Stephanie Comilang and Simon Speiser, "Piña, Why is the Sky Blue?," 2020
production still. Courtesy of the Gallery.
Opening Reception: March 3 | 5 - 8 pm
Stephanie Comilang and Simon Speiser’s multi-media exhibition centres on an omniscient artificial intelligence named Piña, a fictitious digital repository that has gained consciousness through machine learning. Piña has acquired knowledge through extensive data uploads from Ecuadorian and Filipino knowledge-keepers. Through Piña, viewers meet real-world healers and activists including members of the Ciber Amazonas, a community of Indigenous organizers comprising journalists, writers and broadcasters who use radio and other forms of technology to build community and circulate cultural information. We also meet Alba Pavón, an Afro-Ecuadorian community leader who shares how a history of Black enslavement and displacement has shaped her knowledge of plant medicine. And Janet Dolera, a Filipino babaylan or spirit-medium who practices a form of massage called hilot, alongside other healing techniques. The spiritual and land-based knowledges of these women are stored, safe-guarded and transmitted for future generations through Piña.

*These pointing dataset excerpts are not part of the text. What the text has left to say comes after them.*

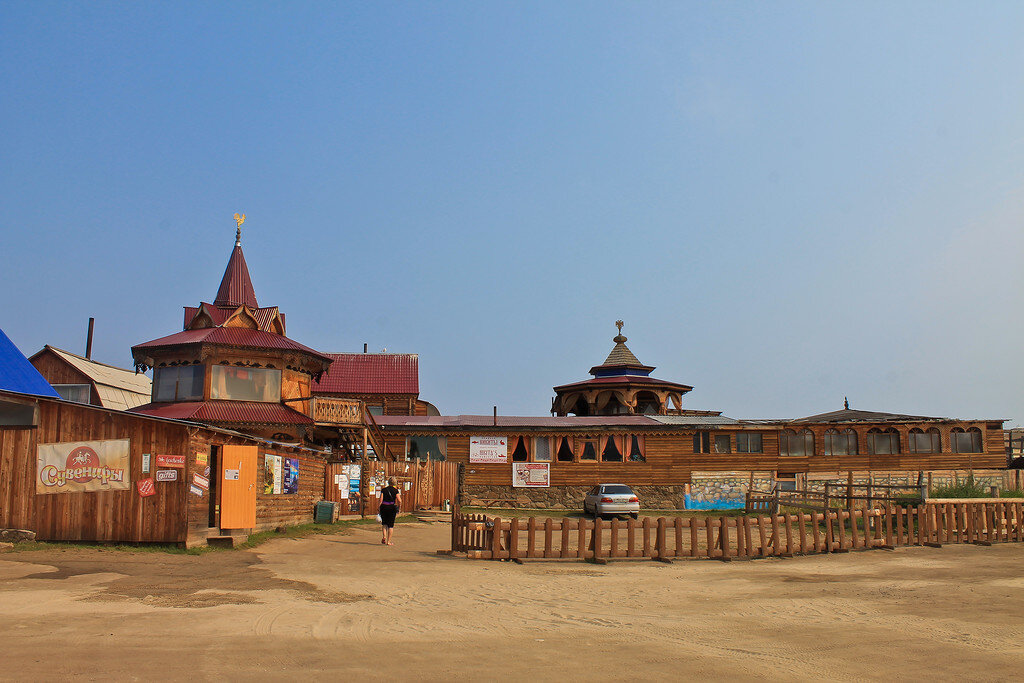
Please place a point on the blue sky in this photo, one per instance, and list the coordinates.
(785, 203)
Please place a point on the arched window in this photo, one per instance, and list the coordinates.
(565, 451)
(520, 454)
(796, 443)
(610, 453)
(841, 442)
(921, 440)
(965, 440)
(883, 441)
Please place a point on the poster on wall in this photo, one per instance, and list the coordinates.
(535, 475)
(291, 476)
(82, 466)
(488, 450)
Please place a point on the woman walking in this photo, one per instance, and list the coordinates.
(390, 502)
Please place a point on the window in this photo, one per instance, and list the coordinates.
(426, 447)
(841, 442)
(637, 454)
(232, 383)
(925, 441)
(79, 393)
(178, 383)
(542, 450)
(883, 441)
(794, 443)
(749, 442)
(519, 453)
(701, 442)
(587, 449)
(610, 453)
(565, 454)
(965, 440)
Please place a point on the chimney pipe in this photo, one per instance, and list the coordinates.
(88, 340)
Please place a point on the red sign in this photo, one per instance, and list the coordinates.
(145, 486)
(171, 461)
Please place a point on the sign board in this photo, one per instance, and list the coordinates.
(82, 466)
(525, 475)
(488, 450)
(171, 461)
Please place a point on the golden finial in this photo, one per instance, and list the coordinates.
(239, 219)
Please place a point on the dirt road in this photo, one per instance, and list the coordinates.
(334, 606)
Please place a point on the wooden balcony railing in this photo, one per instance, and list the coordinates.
(346, 412)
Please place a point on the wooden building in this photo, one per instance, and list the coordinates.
(86, 381)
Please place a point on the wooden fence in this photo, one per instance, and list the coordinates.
(483, 537)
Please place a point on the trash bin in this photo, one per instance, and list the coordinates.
(324, 513)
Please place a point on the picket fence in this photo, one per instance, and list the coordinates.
(485, 537)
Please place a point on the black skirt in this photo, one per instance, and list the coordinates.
(388, 513)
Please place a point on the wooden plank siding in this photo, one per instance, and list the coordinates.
(172, 515)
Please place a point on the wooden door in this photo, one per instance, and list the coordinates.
(238, 486)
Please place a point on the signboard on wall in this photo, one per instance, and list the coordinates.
(82, 466)
(530, 475)
(488, 450)
(290, 482)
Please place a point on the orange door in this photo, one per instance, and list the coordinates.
(238, 486)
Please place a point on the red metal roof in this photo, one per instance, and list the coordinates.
(226, 412)
(512, 421)
(625, 379)
(371, 373)
(243, 337)
(237, 287)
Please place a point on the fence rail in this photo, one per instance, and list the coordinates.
(483, 537)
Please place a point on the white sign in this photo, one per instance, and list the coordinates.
(530, 475)
(488, 450)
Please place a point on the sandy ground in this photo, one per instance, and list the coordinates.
(324, 607)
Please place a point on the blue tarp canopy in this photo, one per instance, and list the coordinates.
(16, 374)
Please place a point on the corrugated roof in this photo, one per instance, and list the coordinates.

Piña derives its name from the Spanish word for pineapple, introduced to the Philippines from South America by Spanish colonists. In the Philippines, piña is a fibre produced from the leaves of the pineapple plant and used to weave very fine, lustrous cloth known as nipis. A series of digital drawings included in the exhibition are based on traditional Filipino and Ecuadorian weavings and are printed on piña cloth. These drawings also reference neural network patterns used in machine-learning and appear in the film as the image of the knowledge systems held within the AI repository.
Ultimately, Piña is an allegory for the possibility of colonial resistance. It portends the capacity to re-narrate the violence of Spanish colonialism and to resist against ongoing narratives of cultural erasure. In this way, Piña is the sign of a hopeful de-colonial future. It is the sign of a benevolent and enduring matrilineal power.